Transcription and translation of audio responses

Last updated: 14 Jun 2026

KoboToolbox’s natural language processing tools help you collect, manage, and analyze qualitative data more effectively. These tools include automatic speech-to-text transcription and machine translation, which can prepare audio responses for automated qualitative analysis.

This article covers how to transcribe audio responses and translate transcripts, including supported languages and usage limits for automatic options.

Note: Automatic transcription and translation may not be available for all languages. For these languages, only manual transcription and translation are possible.

To use KoboToolbox’s transcription and translation features, start by collecting audio responses in your form using the Audio question type or background audio recordings. After transcribing and translating audio responses, the original transcript for your audio files and all translated text are added as new data columns in the data table and can be downloaded alongside your survey data.

Adding audio transcripts

Adding automatic transcriptions example

To start transcribing your audio responses:

  1. Open your project and navigate to DATA > Table.

  2. Click the Open button next to the audio response you would like to transcribe.

  3. In the TRANSCRIPT tab, click begin.

    • Select the original language of the audio file.

    • If available, select the automatic option. The manual option will allow you to manually transcribe the audio recording in any language.

    • Click create transcript to begin the automatic transcription.
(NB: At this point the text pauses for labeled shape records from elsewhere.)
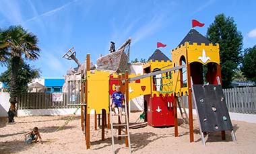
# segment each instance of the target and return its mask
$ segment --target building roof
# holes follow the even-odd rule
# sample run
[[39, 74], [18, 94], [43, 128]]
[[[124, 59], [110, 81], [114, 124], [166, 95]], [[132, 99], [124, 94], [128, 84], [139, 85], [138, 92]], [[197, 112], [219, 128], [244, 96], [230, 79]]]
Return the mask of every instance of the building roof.
[[167, 61], [170, 60], [163, 53], [162, 51], [159, 49], [156, 49], [155, 52], [151, 55], [151, 56], [148, 59], [148, 61], [150, 60], [152, 60], [153, 61]]
[[188, 42], [189, 44], [192, 44], [193, 43], [197, 43], [197, 44], [204, 43], [205, 45], [207, 45], [211, 42], [207, 38], [203, 36], [195, 29], [191, 29], [189, 32], [178, 46], [185, 44], [185, 42]]

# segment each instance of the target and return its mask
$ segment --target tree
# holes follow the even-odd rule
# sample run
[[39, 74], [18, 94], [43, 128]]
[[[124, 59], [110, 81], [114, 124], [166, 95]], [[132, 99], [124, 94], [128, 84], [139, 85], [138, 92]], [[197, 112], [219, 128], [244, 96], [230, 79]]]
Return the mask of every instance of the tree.
[[246, 48], [242, 60], [241, 70], [245, 76], [251, 81], [256, 82], [256, 45]]
[[222, 87], [230, 87], [241, 59], [243, 36], [237, 30], [233, 18], [226, 17], [222, 13], [215, 17], [214, 23], [207, 28], [206, 37], [212, 43], [220, 44]]
[[11, 106], [8, 112], [9, 122], [14, 122], [16, 114], [15, 104], [18, 94], [18, 74], [20, 69], [20, 63], [23, 59], [36, 60], [39, 57], [40, 48], [36, 36], [29, 33], [22, 27], [10, 26], [1, 31], [0, 34], [0, 48], [8, 55], [8, 64], [10, 67], [11, 80], [9, 94]]
[[139, 62], [139, 61], [138, 61], [138, 59], [136, 58], [135, 60], [134, 60], [134, 61], [131, 61], [131, 63], [138, 63], [138, 62]]
[[234, 71], [234, 75], [233, 78], [232, 79], [232, 81], [247, 81], [247, 79], [245, 77], [245, 76], [243, 75], [243, 71], [241, 71], [241, 69], [237, 69]]
[[[32, 82], [34, 78], [39, 77], [40, 72], [39, 69], [34, 69], [32, 67], [30, 67], [29, 64], [26, 64], [23, 61], [22, 61], [20, 65], [21, 67], [17, 75], [17, 85], [18, 85], [17, 88], [18, 93], [27, 92], [28, 90], [28, 83]], [[7, 92], [9, 92], [11, 83], [10, 66], [8, 67], [7, 70], [0, 75], [0, 81], [6, 84], [6, 90]]]

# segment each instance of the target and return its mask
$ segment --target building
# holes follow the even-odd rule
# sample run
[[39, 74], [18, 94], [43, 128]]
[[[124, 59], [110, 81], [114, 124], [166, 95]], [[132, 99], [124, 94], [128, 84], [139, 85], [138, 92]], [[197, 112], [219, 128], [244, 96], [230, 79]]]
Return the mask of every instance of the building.
[[61, 93], [65, 79], [64, 78], [37, 78], [28, 86], [36, 82], [46, 87], [46, 93]]

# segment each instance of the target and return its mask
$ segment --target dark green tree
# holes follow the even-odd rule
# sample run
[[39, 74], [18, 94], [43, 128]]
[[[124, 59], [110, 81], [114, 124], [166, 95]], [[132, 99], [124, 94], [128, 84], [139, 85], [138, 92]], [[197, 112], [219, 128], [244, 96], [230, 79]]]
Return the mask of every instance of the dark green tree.
[[[18, 72], [17, 77], [17, 93], [26, 93], [28, 91], [28, 83], [31, 83], [32, 79], [36, 77], [40, 77], [40, 71], [39, 69], [34, 69], [30, 67], [29, 64], [26, 64], [23, 61], [20, 63], [20, 67]], [[10, 91], [11, 83], [11, 67], [8, 67], [7, 70], [0, 75], [0, 81], [5, 83], [7, 88], [5, 89], [7, 92]]]
[[[36, 60], [39, 57], [38, 40], [34, 34], [28, 32], [22, 27], [10, 26], [0, 33], [0, 50], [8, 55], [7, 61], [10, 67], [11, 80], [9, 94], [11, 106], [8, 112], [9, 122], [14, 122], [16, 114], [15, 104], [18, 94], [18, 77], [20, 64], [24, 60]], [[5, 63], [5, 62], [3, 62]]]
[[246, 48], [242, 60], [241, 70], [247, 79], [256, 82], [256, 45]]
[[244, 81], [245, 82], [247, 81], [247, 79], [243, 75], [243, 73], [241, 69], [237, 69], [234, 71], [234, 75], [232, 79], [232, 81]]
[[243, 36], [237, 30], [233, 18], [222, 13], [215, 17], [214, 23], [207, 28], [206, 37], [220, 45], [222, 87], [230, 87], [241, 59]]
[[136, 58], [135, 60], [134, 60], [134, 61], [131, 61], [131, 63], [138, 63], [138, 62], [139, 62], [139, 61], [138, 61], [138, 59]]

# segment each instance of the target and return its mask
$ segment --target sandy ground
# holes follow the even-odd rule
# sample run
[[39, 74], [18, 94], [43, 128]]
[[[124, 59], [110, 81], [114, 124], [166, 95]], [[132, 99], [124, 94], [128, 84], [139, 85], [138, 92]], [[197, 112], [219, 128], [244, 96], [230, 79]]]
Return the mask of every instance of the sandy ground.
[[[131, 113], [130, 121], [135, 122], [141, 112]], [[68, 116], [28, 116], [15, 118], [15, 122], [0, 123], [0, 153], [111, 153], [110, 130], [105, 129], [105, 141], [101, 141], [101, 130], [94, 128], [91, 118], [91, 149], [86, 149], [84, 134], [81, 130], [80, 118], [75, 116], [61, 130], [56, 132]], [[195, 142], [189, 142], [189, 126], [179, 120], [179, 137], [174, 137], [174, 128], [154, 128], [147, 126], [130, 129], [133, 153], [256, 153], [256, 124], [232, 121], [237, 142], [232, 141], [230, 132], [226, 139], [221, 139], [220, 132], [205, 137], [205, 146], [201, 143], [199, 128], [194, 116]], [[23, 134], [38, 126], [43, 144], [26, 144]], [[117, 129], [115, 130], [117, 133]], [[129, 153], [125, 139], [115, 138], [115, 152]]]

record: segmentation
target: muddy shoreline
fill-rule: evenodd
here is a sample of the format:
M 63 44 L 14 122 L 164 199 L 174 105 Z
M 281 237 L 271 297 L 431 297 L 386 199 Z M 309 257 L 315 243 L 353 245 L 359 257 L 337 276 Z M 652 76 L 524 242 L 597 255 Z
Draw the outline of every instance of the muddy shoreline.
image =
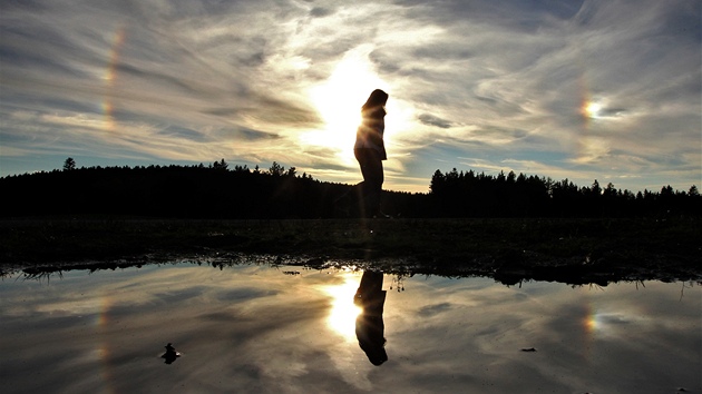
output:
M 191 262 L 357 266 L 399 275 L 550 280 L 702 280 L 701 220 L 183 220 L 55 217 L 0 221 L 0 274 L 40 277 Z

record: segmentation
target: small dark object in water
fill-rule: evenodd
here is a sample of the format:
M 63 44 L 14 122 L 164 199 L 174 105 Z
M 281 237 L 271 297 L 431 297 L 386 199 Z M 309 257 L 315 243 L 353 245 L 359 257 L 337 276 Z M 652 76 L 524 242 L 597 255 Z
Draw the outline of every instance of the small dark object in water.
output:
M 166 364 L 172 364 L 176 358 L 181 357 L 181 353 L 176 352 L 175 347 L 170 343 L 166 345 L 166 353 L 160 358 L 165 359 Z

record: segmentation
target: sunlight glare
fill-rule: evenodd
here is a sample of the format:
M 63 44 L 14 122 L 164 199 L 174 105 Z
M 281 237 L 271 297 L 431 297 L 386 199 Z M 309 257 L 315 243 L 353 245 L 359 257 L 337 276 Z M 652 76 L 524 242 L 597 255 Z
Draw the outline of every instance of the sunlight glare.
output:
M 387 89 L 372 69 L 368 48 L 358 48 L 344 56 L 332 75 L 310 90 L 324 127 L 301 137 L 305 145 L 332 149 L 344 164 L 354 161 L 355 129 L 361 122 L 361 106 L 373 89 Z

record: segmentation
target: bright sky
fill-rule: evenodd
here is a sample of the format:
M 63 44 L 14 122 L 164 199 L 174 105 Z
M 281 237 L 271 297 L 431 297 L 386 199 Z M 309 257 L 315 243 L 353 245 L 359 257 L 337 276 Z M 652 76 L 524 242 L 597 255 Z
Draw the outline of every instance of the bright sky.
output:
M 384 188 L 456 167 L 578 186 L 702 186 L 699 0 L 0 2 L 0 176 L 273 161 Z

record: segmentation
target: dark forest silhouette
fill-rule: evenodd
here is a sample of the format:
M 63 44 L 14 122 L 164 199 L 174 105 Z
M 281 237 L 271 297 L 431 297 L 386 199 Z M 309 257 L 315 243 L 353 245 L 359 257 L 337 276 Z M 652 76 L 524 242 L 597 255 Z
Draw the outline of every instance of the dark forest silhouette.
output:
M 77 168 L 0 178 L 0 216 L 126 215 L 172 218 L 344 217 L 334 200 L 352 186 L 299 175 L 277 162 L 230 168 L 224 159 L 196 166 Z M 568 179 L 436 170 L 430 191 L 382 191 L 383 210 L 396 217 L 642 217 L 702 214 L 696 186 L 689 191 L 578 187 Z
  4. Once the transcript is complete, you can edit it manually. You can play the audio recording in the top right corner to help check the accuracy of the transcript.

    • After editing the transcript, click the Save button to ensure your work is safely stored.

  5. When complete, either click DONE to exit, navigate to the next submission by clicking the arrows next to the DONE button, or proceed to the TRANSLATIONS tab.

    • If you click DONE, you will be taken back to the data table view, where a new column containing the transcript will have been added.

Note: Automatically generated transcripts and translations must be saved to prevent data loss. Navigating away from the page without saving will result in losing the data.

Adding translations

Adding automatic translations example

Once you have a completed transcript for your audio response, you can add translations into multiple languages:

  1. Proceed to the TRANSLATIONS tab.

    • The translation option is only available once a transcript has been completed.

  2. Click begin and choose the language of the translation.

    • If available, select automatic for machine translation. The manual option will allow you to manually translate the transcript in any language.

    • Click create translation to begin the automatic translation

  3. Once the translation is complete, you can edit it manually. The original transcript appears on the right of the screen, and the original audio appears underneath.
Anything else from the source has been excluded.